Talvez, e se fosse simplesmente pra repetir, bastaria invocar Mário de Andrade quando queria explicar uns tantos e pequenos mistérios da vida: é defeito de alma. Daí esse destino de guardar coisas velhas, enchendo a casa e a vida. Ou, no jeito sertanejo de Oswaldo Lamartine olhar o mundo, quando dizia que havia nascido com a mesma mania da Casaca de Ouro, o pássaro que, no sertão, leva tudo pro seu ninho, desde que possa carregar no bico. Sai voando, feliz da vida, como se fosse um prêmio.

É como explico essas coisas todas que vivem aqui, nestas salas. Como a revista Status, com a nudez docemente encantada de Dina Sfat meio escondida num resto de pudor. Ou a Playboy com Sônia Braga no esplendor, quando os anos não lhe haviam roubado o viço da carne.

É só por isso, por velhas admirações que teimam viver, que ainda guardo a Veja de agosto de 1978, com a entrevista do cronista José Carlos Oliveira nas páginas amarelas, um homem triste que avisa: ‘Viver é humilhante’.

Devo ao acaso ter conhecido Carlinhos Oliveira aqui em Natal, em 1981, quando veio a convite de Nei Leandro de Castro lançar ‘Um novo animal na floresta’. Na minha vez de pedir o autógrafo, ele escreveu na folha de rosto:

‘Para Vicente Serejo, o cronista que já é ficcionista e não sabe. Um abraço do José Carlos Oliveira, Natal, agosto 81′.

Viu nos meus olhos o espanto, e explicou: ‘Li sua crônica hoje de manhã no jornal. Puxou o exemplar da sua bolsa e pediu que lhe autorizasse usar o argumento.

Naquela manhã de um dia de agosto que não lembro mais, contei a história de um velho sisudo que morava no fim da Rua da Frente, pros lados do Porto do Roçado. Numa pequena casa que substitui por um sobrado para ter um sótão e nele os ratos, todas as noites, na assembleia da assombração.

Ele gostou e citou o detalhe do velho arrastando a sua cadeira de balanço, riscando o chão encardido da calçada. Fiquei vaidoso, mesmo sabendo que ele acabaria perdendo o jornal e esquecendo a história.

Carlinhos já estava com cirrose e mais intolerante do que sempre fora. Hospedara-se na casa de Nei, mas os latidos do cachorro do vizinho mordiam o silêncio e não lhe deixavam dormir. Pediu pra sair e foi para a casa de Emílio Salem, amigo de Nei.

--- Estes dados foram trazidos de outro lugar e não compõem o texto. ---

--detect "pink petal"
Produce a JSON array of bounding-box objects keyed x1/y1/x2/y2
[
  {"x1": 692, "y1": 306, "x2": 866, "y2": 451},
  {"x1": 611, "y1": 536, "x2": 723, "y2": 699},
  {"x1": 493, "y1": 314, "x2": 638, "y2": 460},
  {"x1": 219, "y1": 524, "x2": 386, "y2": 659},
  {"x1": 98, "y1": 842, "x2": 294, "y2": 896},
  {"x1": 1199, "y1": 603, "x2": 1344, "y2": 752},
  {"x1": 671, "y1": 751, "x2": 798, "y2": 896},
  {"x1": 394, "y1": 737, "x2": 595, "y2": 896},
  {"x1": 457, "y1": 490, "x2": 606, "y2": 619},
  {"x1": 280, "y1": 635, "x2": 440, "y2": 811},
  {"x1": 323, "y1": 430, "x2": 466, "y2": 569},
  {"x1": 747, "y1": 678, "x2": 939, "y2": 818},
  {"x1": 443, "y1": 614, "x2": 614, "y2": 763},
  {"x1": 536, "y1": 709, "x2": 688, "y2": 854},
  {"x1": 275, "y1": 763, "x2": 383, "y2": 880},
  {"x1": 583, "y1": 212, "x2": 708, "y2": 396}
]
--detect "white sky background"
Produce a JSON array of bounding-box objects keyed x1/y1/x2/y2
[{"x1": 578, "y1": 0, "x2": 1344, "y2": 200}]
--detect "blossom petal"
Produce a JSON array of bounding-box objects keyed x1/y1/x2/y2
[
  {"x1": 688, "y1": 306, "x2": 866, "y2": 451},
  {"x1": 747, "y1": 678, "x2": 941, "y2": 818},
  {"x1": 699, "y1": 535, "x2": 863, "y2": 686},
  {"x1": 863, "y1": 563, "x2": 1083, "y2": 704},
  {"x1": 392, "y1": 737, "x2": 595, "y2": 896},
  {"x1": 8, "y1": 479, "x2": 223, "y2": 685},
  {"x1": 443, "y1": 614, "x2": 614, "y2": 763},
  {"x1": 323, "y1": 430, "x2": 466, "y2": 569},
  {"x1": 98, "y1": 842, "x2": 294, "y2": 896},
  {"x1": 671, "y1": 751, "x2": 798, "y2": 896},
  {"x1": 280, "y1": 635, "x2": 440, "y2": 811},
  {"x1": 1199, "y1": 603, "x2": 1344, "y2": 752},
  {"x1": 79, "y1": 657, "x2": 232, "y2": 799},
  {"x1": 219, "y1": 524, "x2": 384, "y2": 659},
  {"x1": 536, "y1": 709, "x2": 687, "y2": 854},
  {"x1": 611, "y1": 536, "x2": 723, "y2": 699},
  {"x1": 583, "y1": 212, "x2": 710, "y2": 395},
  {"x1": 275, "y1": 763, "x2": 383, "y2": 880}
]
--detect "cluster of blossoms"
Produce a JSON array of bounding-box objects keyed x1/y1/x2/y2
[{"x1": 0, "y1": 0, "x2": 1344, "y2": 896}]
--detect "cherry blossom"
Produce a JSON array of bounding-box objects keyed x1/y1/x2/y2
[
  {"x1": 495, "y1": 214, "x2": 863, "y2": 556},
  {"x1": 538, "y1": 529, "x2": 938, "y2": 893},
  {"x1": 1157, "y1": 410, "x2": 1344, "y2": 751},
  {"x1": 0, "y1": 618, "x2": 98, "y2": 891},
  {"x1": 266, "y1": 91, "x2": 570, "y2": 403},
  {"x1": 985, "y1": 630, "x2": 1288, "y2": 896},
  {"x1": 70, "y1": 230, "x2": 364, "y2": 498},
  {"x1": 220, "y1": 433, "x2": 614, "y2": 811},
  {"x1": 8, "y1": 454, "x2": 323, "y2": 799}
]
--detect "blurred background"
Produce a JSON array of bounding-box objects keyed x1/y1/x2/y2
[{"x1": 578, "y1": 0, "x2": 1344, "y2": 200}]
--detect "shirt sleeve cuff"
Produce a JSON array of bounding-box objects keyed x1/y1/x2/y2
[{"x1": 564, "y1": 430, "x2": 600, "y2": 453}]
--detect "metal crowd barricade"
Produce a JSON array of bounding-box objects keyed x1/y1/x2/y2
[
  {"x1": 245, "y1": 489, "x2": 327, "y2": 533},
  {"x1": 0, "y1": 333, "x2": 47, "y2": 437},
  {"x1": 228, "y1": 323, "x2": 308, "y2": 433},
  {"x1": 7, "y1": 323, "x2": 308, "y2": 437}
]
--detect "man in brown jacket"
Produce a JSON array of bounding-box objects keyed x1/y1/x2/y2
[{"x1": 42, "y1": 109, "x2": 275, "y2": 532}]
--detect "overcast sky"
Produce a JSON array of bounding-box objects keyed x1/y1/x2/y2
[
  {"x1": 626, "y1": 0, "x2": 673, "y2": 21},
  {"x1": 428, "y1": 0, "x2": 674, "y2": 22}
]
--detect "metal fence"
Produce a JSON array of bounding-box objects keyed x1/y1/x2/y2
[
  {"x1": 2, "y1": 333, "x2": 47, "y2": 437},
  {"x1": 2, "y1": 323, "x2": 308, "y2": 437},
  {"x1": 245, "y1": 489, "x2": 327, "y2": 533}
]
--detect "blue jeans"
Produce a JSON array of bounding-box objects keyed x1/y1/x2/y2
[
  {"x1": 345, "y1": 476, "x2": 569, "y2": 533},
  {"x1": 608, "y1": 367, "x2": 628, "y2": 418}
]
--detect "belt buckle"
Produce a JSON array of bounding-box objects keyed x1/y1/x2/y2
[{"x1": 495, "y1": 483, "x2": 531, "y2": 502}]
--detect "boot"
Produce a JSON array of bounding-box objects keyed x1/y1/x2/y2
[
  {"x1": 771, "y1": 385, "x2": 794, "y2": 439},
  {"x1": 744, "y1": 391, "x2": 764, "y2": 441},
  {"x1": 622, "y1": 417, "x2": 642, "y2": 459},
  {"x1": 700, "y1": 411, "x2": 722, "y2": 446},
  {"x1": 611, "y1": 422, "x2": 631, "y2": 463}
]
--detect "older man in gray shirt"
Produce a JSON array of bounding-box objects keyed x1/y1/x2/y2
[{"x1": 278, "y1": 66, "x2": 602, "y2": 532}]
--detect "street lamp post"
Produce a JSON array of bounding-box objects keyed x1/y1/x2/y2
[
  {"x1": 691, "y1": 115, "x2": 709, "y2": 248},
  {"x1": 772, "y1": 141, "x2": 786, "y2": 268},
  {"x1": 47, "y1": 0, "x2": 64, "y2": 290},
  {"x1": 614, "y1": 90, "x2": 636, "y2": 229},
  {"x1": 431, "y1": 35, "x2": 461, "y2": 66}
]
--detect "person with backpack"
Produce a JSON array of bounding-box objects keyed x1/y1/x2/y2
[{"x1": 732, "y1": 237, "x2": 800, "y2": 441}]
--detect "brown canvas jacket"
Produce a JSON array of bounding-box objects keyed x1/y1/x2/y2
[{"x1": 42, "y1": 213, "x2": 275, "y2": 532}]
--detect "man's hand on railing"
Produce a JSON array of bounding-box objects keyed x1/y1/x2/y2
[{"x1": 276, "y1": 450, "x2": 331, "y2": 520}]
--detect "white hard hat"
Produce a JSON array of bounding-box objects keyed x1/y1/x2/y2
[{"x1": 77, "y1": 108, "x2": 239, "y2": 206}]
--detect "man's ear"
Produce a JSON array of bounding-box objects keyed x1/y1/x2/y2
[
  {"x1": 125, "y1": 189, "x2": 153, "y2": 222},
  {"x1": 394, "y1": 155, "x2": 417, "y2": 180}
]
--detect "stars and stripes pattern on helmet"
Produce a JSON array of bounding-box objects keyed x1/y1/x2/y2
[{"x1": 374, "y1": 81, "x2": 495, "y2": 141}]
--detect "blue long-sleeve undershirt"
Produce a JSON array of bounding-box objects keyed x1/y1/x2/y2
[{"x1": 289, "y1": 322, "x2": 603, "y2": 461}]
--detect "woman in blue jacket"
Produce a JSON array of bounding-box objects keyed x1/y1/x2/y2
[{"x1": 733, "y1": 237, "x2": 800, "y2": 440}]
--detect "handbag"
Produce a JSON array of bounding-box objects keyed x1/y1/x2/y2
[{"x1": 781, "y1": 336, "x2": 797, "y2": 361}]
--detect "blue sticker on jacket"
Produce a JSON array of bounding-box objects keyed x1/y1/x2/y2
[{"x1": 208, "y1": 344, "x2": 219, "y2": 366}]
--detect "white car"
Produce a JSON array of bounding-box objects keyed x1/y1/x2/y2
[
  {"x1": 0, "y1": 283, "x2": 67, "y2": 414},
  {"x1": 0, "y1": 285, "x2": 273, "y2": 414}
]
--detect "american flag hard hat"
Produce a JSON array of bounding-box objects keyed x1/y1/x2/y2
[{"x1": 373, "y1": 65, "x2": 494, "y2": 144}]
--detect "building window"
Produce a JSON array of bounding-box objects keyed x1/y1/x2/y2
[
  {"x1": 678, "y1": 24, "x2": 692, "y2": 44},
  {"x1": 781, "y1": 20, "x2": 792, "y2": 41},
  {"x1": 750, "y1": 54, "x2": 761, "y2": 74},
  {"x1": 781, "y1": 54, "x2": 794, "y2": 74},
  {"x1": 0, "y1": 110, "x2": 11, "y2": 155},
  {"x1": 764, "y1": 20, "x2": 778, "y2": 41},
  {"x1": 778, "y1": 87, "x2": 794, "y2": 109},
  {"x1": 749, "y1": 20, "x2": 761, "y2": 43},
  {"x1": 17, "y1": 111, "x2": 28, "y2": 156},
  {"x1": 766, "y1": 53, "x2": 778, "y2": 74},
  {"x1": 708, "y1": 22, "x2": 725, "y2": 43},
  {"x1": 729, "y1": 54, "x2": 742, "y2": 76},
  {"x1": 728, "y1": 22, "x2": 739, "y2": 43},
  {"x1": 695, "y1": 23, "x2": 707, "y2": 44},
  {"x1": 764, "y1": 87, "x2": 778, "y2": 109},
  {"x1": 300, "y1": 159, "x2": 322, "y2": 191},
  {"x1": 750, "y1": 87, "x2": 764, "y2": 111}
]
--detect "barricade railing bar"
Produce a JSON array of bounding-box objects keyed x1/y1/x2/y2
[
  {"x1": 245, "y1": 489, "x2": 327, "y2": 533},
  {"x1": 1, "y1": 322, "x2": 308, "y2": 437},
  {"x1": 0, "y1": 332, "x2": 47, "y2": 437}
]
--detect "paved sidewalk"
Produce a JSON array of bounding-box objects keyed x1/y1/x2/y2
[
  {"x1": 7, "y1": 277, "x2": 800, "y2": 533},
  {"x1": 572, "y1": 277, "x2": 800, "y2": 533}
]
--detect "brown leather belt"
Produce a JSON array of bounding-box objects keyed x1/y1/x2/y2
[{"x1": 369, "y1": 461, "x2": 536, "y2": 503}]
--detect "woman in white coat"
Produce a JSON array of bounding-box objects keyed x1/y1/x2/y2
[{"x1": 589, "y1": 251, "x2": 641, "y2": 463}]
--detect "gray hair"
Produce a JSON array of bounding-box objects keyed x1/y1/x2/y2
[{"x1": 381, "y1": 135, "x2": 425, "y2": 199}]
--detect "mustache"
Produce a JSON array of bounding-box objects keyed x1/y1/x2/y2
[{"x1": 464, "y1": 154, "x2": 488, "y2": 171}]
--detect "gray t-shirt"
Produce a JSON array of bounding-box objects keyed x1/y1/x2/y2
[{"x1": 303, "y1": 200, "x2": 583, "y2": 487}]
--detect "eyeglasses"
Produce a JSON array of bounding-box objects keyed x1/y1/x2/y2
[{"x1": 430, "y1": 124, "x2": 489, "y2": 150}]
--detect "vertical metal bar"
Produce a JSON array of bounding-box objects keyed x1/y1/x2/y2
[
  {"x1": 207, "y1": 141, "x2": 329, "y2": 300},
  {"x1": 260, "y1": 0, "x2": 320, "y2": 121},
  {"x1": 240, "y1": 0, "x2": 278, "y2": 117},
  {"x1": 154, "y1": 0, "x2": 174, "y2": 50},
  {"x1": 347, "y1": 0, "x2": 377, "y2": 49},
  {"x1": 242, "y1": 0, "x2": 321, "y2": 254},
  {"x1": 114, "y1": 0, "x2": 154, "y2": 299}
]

Como queria comprar o Jornal do Brasil, Nei perguntou se o levaria a uma banca. Claro. Levei no meu carro. Comprou o JB, leu a coluna ali mesmo na rua e fui deixá-lo na Xavier da Silveira, na mesma casa onde até hoje mora Ione, a viúva de Emílio.

Em 1978, já era um homem dilacerado, mesmo ainda longe de viver seu grande desespero nos últimos anos de vida, entre 1981 e 1986, quando morre no dia 13 de abril. Ali, naquelas páginas hoje ainda mais amarelas, ele já blasfemava.

O Brasil? Responde: um país de demônios. Deus? Um inimigo do homem. Os ricos? Afia a alma na pedra de amolar: São todos iguais. E atira, como um guerreiro enlouquecido de amargura, depois de confessar que a sua briga é com Deus: Viver é uma humilhação.

Vicente Serejo é jornalista e cronista

Texto originalmente publicado no Jornal de Hoje.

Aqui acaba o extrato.